Giovanni Pierluigi da Palestrina was born five hundred years ago, in 1525, in Palestrina and is considered one of the greatest musicians of the European Renaissance. Francesco Leineri was born in Palermo in 1990, graduated with honors in Composition from the Santa Cecilia Conservatory in Rome and has refined his style over the years through studies in orchestral conducting, electronic music and performing arts.
How, where and when do Giovanni Pierluigi and Francesco meet? The two musicians will “dialogue” with their music on Thursday 6 November at 9pm at the Teatro Argentina in Rome for the opening of the chamber season of the Roman Philharmonic Academy. The music of the Renaissance and that of our time meet for the new project entitled “The Song of Songs”. Giovanni Pierluigi da Palestrina in his Fourth Book of Motets composed in 1584 chooses the famous biblical text dedicated to love, creating one of the most fascinating versions in the history of Western music, experimenting with a new compositional form, halfway between the sacred motet and the profane madrigal, characterized by a varied sound texture.

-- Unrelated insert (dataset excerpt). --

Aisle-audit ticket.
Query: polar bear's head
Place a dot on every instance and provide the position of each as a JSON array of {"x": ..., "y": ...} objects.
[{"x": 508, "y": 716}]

On Thursday evening Palestrina’s music will alternate with the pieces commissioned by the Philharmonic from Leineri, which will be heard for the first time. The musician from Palermo used six languages for the lyrics, including ancient Greek and Hebrew. The texts are original by the composer or freely reworked from the Hebrew Bible, Sappho, Guillaume Apollinaire and Juan de la Cruz.
“In my score”, explains Leineri, “Palestrina’s music emerges as a reminiscence, as the memory of an ancient value, and the text of the Vulgate it is adapted and even more universalized. I painted an androgynous figure who was both Lover and Beloved, a disturbing passion that crossed genders indiscriminately, like the blood that unites the birth and death of each of us”.
A new, unprecedented combination, which will see on stage theEnsemble De Labyrintho formation founded in 2001 and quickly became one of the reference vocal groups in the Renaissance repertoire, directed by its founder Walter Testolinthe accordionist Samuele Telari, the cellist Elide Sulsenti and Leineri himself on percussion and live electronics.
“In this new project”, explains Walter Testolin, “the instruments and the vocal part dialogue with great affinity: the cello has a natural vocality; the accordion shares the “air” of the sound, the pneuma; the percussions refer to the pulsation, implicit foundation of Renaissance practice, while the electronics do not dominate but frame. Our choice, declared and shared, is not to ‘juxtapose two works’, but to let one mature inside the other: Francesco Leineri’s part germinates from Palestrina’s notes, modifying the tempo and perspectives, and produces a coherent, rather than juxtaposed, result”.